The legalization of marijuana in what is now the majority of states does not, on its face, appear to be an employer issue. Instead, however, it has profound effects on employers in the areas of drug testing and disability accommodation.

Even though employers in most states that have legalized marijuana are not prohibited from terminating or disciplining individuals who test positive, employers are now questioning whether it is worth losing valued workers for engaging in lawful conduct on the weekend or after work. The fact that the majority of states have legalized marijuana and cannabis products sends mixed messages to workers about what consequences they will face for using these products. 

Moreover, the disability accommodation questions that arise in the medical marijuana context require careful consideration and evaluation from national employers. The consistent position has been that employers are not required to accommodate medical marijuana use under the Americans with Disabilities Act because marijuana is still an illegal drug under federal law.

However, an increasing number of states are requiring such an accommodation under state disability laws when dealing with medical marijuana. Until these conflicting positions by the state and federal governments make their way up to the U.S. Supreme Court, employers are left on their own to make the difficult decisions.

Regardless of one’s viewpoint on the pros and cons associated with these new local laws, the lack of a unified standard across the various states means that employers will have to be vigilant about ensuring that their policies and procedures comply with the requirements of each state, city and even county in which they have operations. Gone are the days when employers could rely on meeting the federal employment standards and safely assume that they are not running afoul of local laws.
How Did We Get Here and Where Are We Headed?

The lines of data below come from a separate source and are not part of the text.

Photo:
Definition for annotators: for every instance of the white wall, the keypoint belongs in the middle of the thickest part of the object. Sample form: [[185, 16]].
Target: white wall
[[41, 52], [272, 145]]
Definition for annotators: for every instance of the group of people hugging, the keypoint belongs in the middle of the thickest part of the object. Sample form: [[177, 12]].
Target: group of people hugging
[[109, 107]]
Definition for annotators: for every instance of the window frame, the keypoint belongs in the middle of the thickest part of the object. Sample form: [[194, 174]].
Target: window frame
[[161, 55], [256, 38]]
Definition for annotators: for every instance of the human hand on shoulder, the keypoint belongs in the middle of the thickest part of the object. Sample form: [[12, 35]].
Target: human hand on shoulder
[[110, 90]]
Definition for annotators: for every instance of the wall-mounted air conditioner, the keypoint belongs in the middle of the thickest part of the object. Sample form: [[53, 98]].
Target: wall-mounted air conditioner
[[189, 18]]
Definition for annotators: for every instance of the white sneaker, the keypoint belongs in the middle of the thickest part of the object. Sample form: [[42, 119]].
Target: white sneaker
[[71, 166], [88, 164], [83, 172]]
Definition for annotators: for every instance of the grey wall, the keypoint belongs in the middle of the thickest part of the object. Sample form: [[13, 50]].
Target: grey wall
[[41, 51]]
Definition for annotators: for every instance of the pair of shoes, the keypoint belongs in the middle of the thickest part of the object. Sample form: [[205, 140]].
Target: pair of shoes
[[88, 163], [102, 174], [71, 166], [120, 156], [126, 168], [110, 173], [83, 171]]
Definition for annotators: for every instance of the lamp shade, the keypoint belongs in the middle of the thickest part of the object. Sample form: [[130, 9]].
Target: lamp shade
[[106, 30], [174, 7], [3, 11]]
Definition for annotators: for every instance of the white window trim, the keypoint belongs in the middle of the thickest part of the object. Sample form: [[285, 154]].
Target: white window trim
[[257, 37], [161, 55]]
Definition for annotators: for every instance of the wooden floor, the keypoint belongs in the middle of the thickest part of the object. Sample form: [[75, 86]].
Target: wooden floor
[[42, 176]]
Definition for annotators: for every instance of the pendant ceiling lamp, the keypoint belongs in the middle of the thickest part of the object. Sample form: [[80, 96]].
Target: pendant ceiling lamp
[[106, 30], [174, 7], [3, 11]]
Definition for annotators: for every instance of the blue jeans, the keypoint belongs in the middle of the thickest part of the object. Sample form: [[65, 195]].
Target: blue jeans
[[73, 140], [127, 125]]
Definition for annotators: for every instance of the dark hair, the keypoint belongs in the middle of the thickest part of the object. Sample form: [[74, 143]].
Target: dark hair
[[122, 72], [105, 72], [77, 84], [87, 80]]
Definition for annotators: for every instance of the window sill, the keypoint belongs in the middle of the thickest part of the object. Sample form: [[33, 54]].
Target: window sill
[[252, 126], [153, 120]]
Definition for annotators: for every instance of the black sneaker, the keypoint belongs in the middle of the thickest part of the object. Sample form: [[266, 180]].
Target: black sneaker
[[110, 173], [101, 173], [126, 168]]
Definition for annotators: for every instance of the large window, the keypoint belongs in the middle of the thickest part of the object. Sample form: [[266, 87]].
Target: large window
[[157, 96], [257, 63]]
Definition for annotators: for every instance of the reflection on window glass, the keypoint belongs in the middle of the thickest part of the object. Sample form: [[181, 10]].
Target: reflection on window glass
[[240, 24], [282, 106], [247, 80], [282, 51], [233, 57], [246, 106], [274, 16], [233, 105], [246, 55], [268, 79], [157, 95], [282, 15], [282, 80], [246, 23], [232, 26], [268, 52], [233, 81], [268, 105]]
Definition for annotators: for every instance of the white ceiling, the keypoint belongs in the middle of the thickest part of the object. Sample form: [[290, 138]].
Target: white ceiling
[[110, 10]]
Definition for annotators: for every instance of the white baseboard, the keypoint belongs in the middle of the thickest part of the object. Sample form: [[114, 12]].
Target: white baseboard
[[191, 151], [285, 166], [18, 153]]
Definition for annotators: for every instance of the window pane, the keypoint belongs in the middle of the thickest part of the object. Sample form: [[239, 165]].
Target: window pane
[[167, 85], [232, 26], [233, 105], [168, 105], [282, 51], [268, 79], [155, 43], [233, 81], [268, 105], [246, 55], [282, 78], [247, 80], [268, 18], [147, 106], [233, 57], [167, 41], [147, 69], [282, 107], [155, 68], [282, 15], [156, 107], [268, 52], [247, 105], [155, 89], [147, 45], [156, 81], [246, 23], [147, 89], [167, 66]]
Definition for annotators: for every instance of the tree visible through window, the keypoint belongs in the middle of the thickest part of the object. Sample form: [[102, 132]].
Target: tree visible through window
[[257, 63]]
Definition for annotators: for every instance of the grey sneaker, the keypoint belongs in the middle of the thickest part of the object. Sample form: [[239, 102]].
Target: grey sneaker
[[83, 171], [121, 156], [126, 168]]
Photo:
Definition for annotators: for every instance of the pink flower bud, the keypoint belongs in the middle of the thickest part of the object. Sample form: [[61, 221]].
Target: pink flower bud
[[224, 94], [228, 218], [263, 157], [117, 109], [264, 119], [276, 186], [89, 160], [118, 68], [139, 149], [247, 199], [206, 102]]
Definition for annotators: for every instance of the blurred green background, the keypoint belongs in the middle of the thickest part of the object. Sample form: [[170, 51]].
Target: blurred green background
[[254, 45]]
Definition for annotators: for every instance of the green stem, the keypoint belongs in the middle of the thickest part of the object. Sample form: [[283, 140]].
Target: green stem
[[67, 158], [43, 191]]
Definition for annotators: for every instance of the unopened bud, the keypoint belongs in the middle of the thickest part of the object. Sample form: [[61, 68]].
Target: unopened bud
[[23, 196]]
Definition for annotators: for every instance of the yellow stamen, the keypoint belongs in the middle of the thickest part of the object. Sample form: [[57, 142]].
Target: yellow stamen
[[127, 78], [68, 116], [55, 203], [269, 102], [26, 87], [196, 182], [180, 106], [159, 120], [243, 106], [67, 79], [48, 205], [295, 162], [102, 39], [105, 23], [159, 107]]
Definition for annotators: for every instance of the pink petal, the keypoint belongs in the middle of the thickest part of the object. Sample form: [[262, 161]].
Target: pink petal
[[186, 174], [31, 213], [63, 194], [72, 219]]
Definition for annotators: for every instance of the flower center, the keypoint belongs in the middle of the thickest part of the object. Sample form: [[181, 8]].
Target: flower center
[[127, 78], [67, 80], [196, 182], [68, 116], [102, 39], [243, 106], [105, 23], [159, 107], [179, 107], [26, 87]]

There can be no doubt that our present fiercely divided federal government has contributed to the atrophy that we are seeing with federal legislation. This atrophy has pushed the local governments to fill the gap at the insistence of their constituents.

For the federal and state governments to be so out of sync with one another suggests a flaw in our system. After all, the constituencies are the same under both systems and yet we have, in the case of marijuana laws, for example, diametrically opposed federal and state legislation.

The steadily rising voices of the current social movements and local legislative initiatives may soon force Congress to either catch up or get out of the race entirely. If the most recent election results are any indication of the path forward, it is possible that we will soon see Congress get its second wind.